While there are no serious side effects stemming from Cognitive Behavioral Therapy, CBT is not for everyone and another type of treatment may work better for different individuals. CBT is also not a quick fix. A therapist is like a personal trainer that advises and encourages - but cannot 'do' it for you. This will take an investment of time and money on the individual’s part. Moreover, if you are feeling low energy, depressed, or anxious, it can be difficult to concentrate and get motivated and CBT relies on the individual engaging with the process, trying new strategies, and completing “homework” in between sessions.

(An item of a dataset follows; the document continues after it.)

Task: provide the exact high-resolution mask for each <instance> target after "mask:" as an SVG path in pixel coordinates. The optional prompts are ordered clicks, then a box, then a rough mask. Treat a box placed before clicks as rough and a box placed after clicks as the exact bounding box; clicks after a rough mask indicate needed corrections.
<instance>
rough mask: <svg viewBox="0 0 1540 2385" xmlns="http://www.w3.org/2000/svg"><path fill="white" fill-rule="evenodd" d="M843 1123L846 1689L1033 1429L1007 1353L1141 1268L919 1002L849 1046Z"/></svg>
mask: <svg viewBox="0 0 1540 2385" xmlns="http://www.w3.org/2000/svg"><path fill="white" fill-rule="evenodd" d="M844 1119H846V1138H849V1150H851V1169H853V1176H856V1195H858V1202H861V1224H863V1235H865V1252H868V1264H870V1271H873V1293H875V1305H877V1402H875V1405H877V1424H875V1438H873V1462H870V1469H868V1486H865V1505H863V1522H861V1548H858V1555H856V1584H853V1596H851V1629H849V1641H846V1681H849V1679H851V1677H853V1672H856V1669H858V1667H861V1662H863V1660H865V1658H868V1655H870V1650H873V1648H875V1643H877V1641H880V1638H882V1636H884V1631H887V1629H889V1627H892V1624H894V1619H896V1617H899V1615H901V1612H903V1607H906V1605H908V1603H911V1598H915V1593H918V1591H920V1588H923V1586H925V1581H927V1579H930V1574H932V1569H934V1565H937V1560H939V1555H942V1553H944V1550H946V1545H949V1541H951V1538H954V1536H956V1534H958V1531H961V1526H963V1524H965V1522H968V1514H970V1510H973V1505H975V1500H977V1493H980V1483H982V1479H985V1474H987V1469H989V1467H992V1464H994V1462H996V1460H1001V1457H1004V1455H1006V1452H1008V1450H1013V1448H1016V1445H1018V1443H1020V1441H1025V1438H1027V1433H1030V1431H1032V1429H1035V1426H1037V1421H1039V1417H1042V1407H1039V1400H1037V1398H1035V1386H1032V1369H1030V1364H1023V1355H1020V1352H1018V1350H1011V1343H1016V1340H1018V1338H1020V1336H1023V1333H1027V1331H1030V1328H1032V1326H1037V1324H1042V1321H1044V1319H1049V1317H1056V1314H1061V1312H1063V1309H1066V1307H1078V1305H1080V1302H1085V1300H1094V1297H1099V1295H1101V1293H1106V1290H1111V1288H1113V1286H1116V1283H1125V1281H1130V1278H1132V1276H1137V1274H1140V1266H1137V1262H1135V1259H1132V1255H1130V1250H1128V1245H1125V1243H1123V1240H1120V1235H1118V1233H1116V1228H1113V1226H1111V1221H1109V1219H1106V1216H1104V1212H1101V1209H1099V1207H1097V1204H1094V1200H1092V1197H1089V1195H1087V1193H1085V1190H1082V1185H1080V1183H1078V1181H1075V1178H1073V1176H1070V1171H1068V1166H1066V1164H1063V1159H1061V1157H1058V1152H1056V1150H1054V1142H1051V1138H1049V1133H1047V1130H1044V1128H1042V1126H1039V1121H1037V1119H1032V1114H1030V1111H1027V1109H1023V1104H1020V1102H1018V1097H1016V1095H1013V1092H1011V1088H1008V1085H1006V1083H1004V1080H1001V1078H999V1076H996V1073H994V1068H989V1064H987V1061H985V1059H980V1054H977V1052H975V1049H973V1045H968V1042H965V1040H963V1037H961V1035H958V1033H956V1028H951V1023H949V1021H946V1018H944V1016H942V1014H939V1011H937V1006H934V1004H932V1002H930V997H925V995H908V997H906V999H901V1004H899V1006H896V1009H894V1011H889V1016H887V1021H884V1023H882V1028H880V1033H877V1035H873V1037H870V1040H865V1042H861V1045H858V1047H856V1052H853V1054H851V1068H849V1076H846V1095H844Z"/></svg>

You need to have a certain degree of motivation to benefit from CBT. Lastly, to overcome anxiety or any other psychological disturbance, you need to confront it. This may lead you to feel more anxious for a short time.2 However, if you are able to tolerate this, you may benefit from CBT and ultimately feel some relief from your symptoms. A good therapist will pace your sessions. You decide what you do together, so you stay in control and take on what you feel comfortable with.

References

  1. Beck, A. T. (1964). Thinking and depression: II. Theory and therapy. Archives of General Psychiatry, 10, 561-571.
  1. Williams, C. J. (2001). Overcoming depression. London: Arnold.
  1. Chambless, D. L., & Ollendick, T. H. (2001). Empirically supported psychological interventions: Controversies and evidence. Annual Review of Psychology, 52, 685-716.